マリオ:我々はチームに多様性を求めています。そのため、メンバーには、デザイン戦略やイノベーション戦略などのリサーチ出身の人もいれば、プロダクトのデザイナーもいる。デザイン中心のコンサルティングファーム出身者、人間中心のマネジメントコンサルティングファームからきた人もいて、とても面白いチームになっています。

イノベーションをドライブし、そのアプローチを理解するために人材は不可欠です。日本のマーケットは確実に人材不足状態にあると思います。人材についての解決策のひとつは「教育」でしょう。もうひとつは「日本のテクノロジー・シーンやスタートアップ・シーンです。これらの業界が成長すれば、デザイナーがさらに必要となります。
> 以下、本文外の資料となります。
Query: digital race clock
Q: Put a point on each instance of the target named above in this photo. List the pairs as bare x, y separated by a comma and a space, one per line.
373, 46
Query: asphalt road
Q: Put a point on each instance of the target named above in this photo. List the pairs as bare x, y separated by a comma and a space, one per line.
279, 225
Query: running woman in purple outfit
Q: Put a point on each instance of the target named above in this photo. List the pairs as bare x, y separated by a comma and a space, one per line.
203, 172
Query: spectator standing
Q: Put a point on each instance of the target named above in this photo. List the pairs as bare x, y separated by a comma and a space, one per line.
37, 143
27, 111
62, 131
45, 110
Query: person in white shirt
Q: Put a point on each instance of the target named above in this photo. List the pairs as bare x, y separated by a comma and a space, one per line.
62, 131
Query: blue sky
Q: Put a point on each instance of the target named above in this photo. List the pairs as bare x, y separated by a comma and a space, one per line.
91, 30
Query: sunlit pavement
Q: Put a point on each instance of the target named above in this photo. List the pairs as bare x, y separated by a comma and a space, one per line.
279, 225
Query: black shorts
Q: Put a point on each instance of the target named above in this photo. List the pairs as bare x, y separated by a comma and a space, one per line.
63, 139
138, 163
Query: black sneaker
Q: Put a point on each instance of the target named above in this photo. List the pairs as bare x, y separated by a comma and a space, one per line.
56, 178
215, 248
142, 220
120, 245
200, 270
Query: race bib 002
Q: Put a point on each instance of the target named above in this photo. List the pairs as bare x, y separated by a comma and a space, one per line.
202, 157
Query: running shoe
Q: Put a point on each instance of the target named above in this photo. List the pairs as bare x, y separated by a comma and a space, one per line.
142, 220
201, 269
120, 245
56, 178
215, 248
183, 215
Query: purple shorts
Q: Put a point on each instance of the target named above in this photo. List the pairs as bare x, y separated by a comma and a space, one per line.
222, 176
アメリカでは、公教育以外に、プロダクトマネジメントやデザインを教えるところが増えています。多くの人が興味を持ち、キャリアを変えたいと思っている人はそこで学び、その後、デザインシンカーとして業界に入るという場を与えられています。これは、そうした人材を必要とするテックスタートアップが増えたことが背景にあります。日本にも、そういうことが起きると思います。